The effectiveness of mindfulness-based cognitive therapy for reducing rumination and improving mindfulness and self-compassion in patients with treatment-resistant depression

  • Aliakbar Foroughi,
  • Kheirollah Sadeghi,
  • AliAkbar Parvizifard,
  • Arash Parsa Moghadam,
  • Omran Davarinejad,
  • Vahid Farnia,
  • Ghazale Azar

DOI
https://doi.org/10.1590/2237-6089-2019-0016
Journal volume & issue
Vol. 42, no. 2
pp. 138 – 146

Abstract

Read online

Abstract Introduction Depression is one of the most important psychiatric disorders, and the rate of recurrence is high. The heavy cost burden of depression is probably due to treatment-resistant depression. The purpose of this study was to determine the effectiveness of mindfulness-based cognitive therapy (MBCT) in patients with treatment-resistant depression (TRD). Method The present study was a quasi-experimental study conducted with twenty-four patients with treatment-resistant depression.
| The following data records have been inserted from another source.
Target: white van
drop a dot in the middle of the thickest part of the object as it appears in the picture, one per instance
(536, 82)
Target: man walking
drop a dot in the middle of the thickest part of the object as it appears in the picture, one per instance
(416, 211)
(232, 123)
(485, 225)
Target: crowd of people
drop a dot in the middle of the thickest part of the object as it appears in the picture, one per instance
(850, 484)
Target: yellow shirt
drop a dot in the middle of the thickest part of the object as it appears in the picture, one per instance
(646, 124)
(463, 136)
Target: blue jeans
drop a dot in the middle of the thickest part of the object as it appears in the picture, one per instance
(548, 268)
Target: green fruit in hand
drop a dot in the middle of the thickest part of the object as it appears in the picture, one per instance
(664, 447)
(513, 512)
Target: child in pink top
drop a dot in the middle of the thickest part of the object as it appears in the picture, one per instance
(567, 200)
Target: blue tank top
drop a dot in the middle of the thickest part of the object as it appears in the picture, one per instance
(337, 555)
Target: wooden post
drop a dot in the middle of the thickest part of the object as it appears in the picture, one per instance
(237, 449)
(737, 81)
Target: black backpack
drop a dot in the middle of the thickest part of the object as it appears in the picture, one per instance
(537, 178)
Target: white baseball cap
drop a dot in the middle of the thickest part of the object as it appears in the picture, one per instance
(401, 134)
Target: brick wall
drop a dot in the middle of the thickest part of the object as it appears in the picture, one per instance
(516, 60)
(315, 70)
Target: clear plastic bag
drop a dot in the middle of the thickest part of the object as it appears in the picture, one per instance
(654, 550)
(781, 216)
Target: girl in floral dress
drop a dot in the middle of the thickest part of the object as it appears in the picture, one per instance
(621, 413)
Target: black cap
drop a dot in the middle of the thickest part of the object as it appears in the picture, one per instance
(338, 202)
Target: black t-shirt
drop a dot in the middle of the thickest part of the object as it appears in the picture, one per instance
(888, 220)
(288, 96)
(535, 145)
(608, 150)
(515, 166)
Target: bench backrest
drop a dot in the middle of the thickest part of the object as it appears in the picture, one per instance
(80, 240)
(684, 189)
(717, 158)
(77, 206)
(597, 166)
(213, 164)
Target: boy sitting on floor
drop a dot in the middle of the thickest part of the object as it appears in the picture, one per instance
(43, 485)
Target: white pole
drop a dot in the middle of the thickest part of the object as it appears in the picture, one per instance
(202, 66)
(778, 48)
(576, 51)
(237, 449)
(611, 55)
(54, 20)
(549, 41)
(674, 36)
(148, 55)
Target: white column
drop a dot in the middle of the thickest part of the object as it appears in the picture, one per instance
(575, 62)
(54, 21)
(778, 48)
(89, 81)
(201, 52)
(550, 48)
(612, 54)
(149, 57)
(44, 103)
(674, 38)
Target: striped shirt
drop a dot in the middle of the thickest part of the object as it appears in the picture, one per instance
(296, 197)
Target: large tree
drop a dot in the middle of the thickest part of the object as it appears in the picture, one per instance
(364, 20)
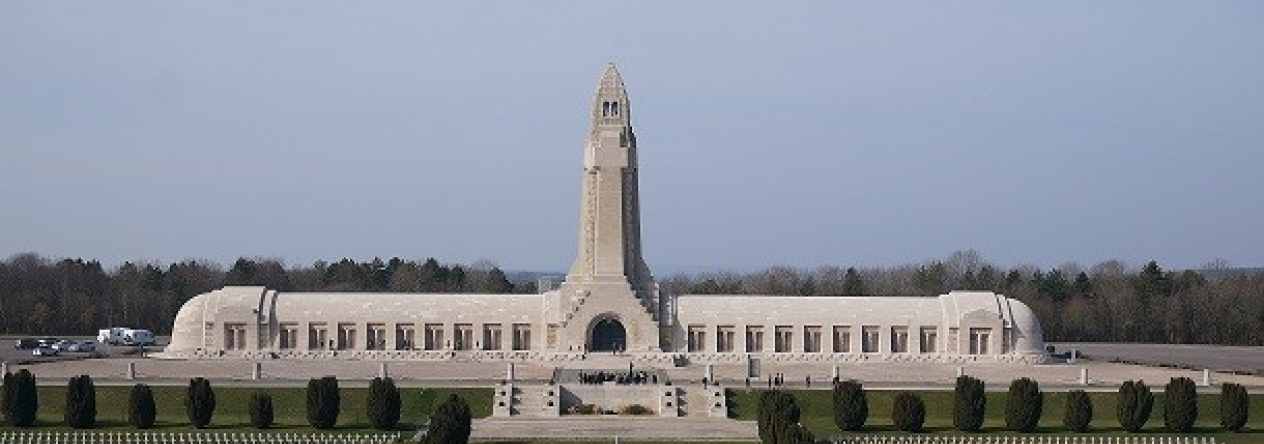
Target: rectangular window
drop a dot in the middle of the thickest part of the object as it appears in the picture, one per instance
(1006, 340)
(376, 337)
(842, 339)
(697, 338)
(491, 337)
(783, 338)
(288, 337)
(345, 337)
(899, 339)
(753, 339)
(521, 337)
(434, 339)
(317, 337)
(463, 337)
(869, 339)
(812, 339)
(929, 339)
(406, 337)
(726, 338)
(234, 337)
(978, 339)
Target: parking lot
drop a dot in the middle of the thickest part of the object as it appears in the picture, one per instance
(12, 354)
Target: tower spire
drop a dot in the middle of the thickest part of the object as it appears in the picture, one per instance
(609, 282)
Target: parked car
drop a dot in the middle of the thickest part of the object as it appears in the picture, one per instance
(82, 347)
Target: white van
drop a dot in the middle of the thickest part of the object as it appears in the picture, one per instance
(138, 337)
(111, 335)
Participants were selected by purposive sampling and randomly assigned to two groups, an experimental group and a control group. The experimental group received MBCT and antidepressants, while the control group received antidepressants only. The Hamilton and Beck Depression Inventory, Self-Compassion Scale, Thought Rumination Scale, and Mindfulness Scale were administered. The treatment program was conducted in eight sessions; with a follow-up period of one month subsequent to treatment termination. Data were analyzed using descriptive statistics (mean and standard deviation) and inferential statistics (analysis of variance for repeated measures and Bonferroni’s post-hoc test). Results The results showed that MBCT significantly reduced depression and ruminative thinking in the experimental group and also improved mediators such as mindfulness and self-compassion. Patients maintained gains over the one month follow-up period (p < 0.01). Conclusion The present study provides additional evidence for the effectiveness of MBCT for TRD.